Various countries have regimes that provide tax incentives to encourage companies to carry out research and development work. They are often called "Preferential IP Regimes". The UK government introduced its Patent Box regime with significant publicity in 2011 and the scheme took effect from April 2013. These regimes are effective in stimulating investment in hi-tech industries, and the UK Patent Box has been popular with hi-tech businesses. Some regimes have, however, been criticised in recent years because some commentators believe they may encourage corporate tax practices that artificially shift profits to tax-favourable countries, to the detriment of others.

Patent box regimes are thus currently under consideration by the OECD Forum on Harmful Tax Practices. Work by the Forum has led to the development of a proposal that national patent box schemes should only reward expenditure that has been incurred in the country in question, an approach that has been termed the Nexus Approach. Notably, the UK and Germany had disagreed about this approach. In an encouraging step, ahead of a meeting of the Forum on Harmful Tax Practices and ahead of the meeting of G20 finance ministers in Brisbane in November, the UK and German governments made a joint proposal on preferential IP regimes.

The proposal has the following elements:

  • Tax benefits in the proposed regimes will depend on the amount of qualifying expenditure that has been incurred. "Qualifying expenditure" will be based on expenditure in the country offering the tax incentive. Methodology and rules for the calculation of qualifying expenditure are still to be decided on.
  • Outsourcing and acquisition costs will generally not be qualifying expenditure. However, qualifying expenditure can be uplifted by up to 30% if significant outsourcing and acquisition costs were involved.
  • Existing schemes (e.g. the current UK Patent Box scheme) to remain open until June 2016 for entrants (both in terms of companies and the IP rights in question), and then to continue until June 2021 (running in parallel with new schemes).
  • A practical and proportionate expenditure tracking approach, which can be implemented by companies, is to be devised by June 2015.

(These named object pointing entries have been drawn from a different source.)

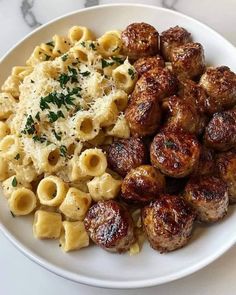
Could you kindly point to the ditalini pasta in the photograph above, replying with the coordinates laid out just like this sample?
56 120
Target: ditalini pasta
56 114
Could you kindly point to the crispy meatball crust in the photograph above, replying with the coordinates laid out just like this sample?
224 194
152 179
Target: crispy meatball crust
183 115
143 114
172 38
206 164
139 40
160 82
142 184
189 88
188 61
209 197
175 153
220 133
220 86
226 165
144 64
126 154
110 226
168 223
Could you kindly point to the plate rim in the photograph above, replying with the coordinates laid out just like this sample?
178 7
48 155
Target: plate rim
78 278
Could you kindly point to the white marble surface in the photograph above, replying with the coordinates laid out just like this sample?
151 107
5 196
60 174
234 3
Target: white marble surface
18 275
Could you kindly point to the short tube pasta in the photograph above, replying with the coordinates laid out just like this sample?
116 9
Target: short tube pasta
51 191
4 129
93 162
9 147
76 204
104 187
79 33
47 225
22 201
110 43
87 127
7 105
73 236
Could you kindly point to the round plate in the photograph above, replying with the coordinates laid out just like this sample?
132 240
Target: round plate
92 265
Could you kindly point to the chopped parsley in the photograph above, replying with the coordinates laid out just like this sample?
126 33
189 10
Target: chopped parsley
37 116
38 138
63 150
169 144
85 74
29 126
53 117
64 57
14 182
17 157
131 73
92 46
57 135
51 43
106 63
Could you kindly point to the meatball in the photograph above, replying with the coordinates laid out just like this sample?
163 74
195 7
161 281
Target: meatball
110 226
143 114
190 89
144 64
160 82
172 38
142 184
168 223
220 85
220 133
208 196
139 40
126 154
183 115
206 164
175 153
226 164
188 61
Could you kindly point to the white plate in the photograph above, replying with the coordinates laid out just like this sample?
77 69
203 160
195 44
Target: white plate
92 265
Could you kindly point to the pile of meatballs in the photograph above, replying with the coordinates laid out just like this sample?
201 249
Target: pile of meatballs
179 165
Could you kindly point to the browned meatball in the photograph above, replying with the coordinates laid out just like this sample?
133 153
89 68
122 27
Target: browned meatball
226 164
168 223
183 115
142 184
126 154
143 114
171 39
209 197
188 60
175 153
220 133
206 164
160 82
189 88
110 226
144 64
139 40
220 85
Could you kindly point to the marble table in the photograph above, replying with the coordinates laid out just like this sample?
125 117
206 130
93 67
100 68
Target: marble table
18 275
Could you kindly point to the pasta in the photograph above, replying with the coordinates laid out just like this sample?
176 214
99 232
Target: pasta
51 191
73 236
22 201
93 162
104 187
76 204
47 225
56 112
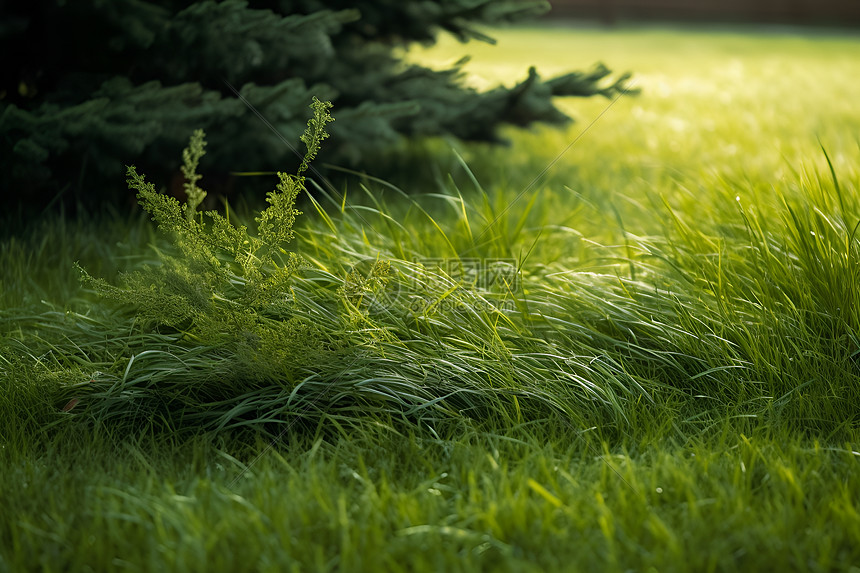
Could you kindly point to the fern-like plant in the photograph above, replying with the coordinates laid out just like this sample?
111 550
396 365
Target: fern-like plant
225 286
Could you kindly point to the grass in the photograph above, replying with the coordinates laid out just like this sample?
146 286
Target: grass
671 382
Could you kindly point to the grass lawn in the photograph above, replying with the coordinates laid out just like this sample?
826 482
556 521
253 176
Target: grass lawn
646 357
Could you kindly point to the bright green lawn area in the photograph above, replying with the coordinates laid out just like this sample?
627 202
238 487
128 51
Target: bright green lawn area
673 383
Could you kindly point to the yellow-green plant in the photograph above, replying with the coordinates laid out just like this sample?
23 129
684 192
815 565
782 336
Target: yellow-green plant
223 284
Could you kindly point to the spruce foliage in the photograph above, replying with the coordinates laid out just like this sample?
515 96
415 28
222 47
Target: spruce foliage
224 286
88 86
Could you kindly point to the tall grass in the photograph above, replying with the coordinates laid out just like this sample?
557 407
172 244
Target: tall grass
669 378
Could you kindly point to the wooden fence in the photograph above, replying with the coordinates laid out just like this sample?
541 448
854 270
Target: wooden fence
811 12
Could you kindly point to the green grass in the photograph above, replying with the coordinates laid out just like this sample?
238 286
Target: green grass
672 383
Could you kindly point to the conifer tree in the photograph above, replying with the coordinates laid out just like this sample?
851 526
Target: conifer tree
91 85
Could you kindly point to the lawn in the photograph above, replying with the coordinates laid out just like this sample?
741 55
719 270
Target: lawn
631 344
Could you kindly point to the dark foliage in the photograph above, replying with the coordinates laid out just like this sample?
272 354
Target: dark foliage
89 86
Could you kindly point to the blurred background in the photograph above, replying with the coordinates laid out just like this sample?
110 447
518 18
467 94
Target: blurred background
793 12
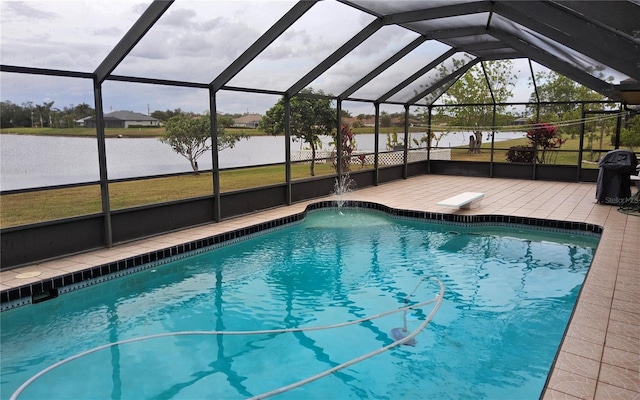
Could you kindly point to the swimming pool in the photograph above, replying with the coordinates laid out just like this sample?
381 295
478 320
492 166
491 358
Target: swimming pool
508 295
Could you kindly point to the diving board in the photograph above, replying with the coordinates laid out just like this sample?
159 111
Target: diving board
466 200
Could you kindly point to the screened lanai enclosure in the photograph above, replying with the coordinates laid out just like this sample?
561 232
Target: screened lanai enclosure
443 87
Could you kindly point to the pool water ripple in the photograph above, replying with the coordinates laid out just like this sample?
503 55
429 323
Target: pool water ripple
506 305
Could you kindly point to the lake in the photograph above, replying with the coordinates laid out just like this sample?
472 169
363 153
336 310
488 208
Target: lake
35 161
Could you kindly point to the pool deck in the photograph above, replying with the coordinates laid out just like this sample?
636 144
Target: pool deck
600 353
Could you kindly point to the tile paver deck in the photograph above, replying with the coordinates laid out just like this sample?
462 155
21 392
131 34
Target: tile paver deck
600 354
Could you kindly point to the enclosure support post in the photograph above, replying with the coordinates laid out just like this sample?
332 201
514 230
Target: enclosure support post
213 113
493 138
102 163
405 168
618 126
287 146
581 147
339 150
376 144
429 135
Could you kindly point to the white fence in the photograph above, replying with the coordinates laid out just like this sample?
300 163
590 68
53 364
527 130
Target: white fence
361 157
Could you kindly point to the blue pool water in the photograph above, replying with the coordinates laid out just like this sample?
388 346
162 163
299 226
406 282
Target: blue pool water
509 293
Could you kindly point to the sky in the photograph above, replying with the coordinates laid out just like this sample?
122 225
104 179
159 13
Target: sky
194 41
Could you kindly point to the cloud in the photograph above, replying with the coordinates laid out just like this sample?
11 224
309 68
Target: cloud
21 10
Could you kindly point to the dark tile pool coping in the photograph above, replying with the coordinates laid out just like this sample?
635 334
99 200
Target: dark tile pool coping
51 287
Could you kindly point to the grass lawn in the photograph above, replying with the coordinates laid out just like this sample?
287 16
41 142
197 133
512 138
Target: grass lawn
46 205
566 155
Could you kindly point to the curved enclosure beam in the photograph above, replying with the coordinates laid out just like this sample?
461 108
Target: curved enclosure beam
131 38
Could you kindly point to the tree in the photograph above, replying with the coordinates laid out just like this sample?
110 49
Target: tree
348 147
630 136
563 94
310 118
189 137
385 119
542 139
472 89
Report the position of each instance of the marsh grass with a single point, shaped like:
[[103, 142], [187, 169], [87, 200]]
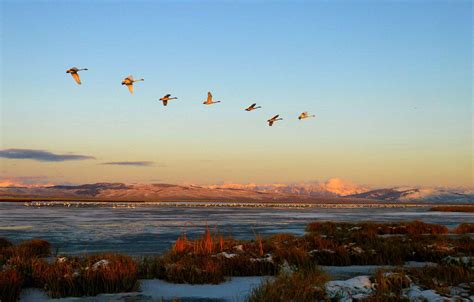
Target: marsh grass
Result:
[[464, 228], [92, 275], [11, 282]]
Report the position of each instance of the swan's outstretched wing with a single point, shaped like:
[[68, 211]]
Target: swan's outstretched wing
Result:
[[76, 78]]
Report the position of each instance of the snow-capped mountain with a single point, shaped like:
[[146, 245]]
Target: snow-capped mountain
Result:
[[438, 195]]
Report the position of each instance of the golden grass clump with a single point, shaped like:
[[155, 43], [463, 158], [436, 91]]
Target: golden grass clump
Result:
[[10, 285], [103, 273], [464, 228]]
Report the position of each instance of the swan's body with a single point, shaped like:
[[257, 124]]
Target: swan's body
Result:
[[129, 82], [74, 72], [305, 115], [166, 98], [209, 100], [273, 119], [252, 107]]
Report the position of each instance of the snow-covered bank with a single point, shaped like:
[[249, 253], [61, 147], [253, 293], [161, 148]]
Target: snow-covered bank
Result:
[[349, 271], [236, 289]]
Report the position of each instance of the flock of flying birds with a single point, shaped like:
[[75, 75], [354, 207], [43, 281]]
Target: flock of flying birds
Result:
[[128, 81]]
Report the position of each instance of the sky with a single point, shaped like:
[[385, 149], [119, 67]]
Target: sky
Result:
[[390, 83]]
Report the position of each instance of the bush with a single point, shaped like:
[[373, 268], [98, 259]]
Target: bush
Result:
[[464, 228], [195, 270], [10, 285], [104, 273]]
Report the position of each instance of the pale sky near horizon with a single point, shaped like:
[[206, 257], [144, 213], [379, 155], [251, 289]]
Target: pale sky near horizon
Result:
[[390, 83]]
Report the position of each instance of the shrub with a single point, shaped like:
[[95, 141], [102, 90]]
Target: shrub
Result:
[[195, 269], [4, 242], [464, 228], [104, 273], [10, 285]]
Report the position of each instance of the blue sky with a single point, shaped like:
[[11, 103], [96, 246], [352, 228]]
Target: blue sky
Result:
[[390, 83]]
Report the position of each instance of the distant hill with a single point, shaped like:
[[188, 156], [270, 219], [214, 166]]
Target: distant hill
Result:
[[436, 195], [330, 191], [142, 192]]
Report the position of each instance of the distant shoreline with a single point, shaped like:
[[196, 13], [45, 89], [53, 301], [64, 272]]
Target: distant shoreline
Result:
[[340, 202]]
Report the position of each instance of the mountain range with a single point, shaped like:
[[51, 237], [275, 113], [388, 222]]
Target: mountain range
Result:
[[333, 190]]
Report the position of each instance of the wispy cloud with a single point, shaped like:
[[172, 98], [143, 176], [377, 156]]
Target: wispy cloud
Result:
[[40, 155], [130, 163]]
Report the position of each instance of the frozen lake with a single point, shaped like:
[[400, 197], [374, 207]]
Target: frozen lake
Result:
[[149, 228]]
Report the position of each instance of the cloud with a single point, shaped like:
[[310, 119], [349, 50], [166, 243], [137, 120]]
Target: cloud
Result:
[[40, 155], [130, 163]]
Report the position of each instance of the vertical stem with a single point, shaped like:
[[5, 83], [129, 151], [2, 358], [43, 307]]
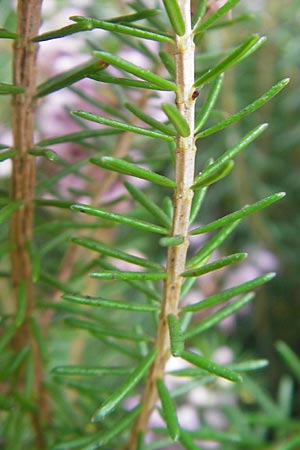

The UK patent box 10% corporation tax rate is available to any UK company paying UK corporation tax in respect of profits derived from a product that is protected by a patent. If the proposals are adopted and implemented in the UK, it will additionally be necessary for there to have been qualifying expenditure on the product within the UK and that will, in some cases, place a cap on the profit that can qualify for the reduced tax rate.

It remains to be seen whether the proposals will be adopted by the OECD and/or the G20 countries. However, the joint statement is to be welcomed in that it removes some of the uncertainties that the debates around the UK and other Patent Box schemes had been creating: patent box regimes will continue for the long term, and benefits under the current schemes will continue to be available until at least 2021.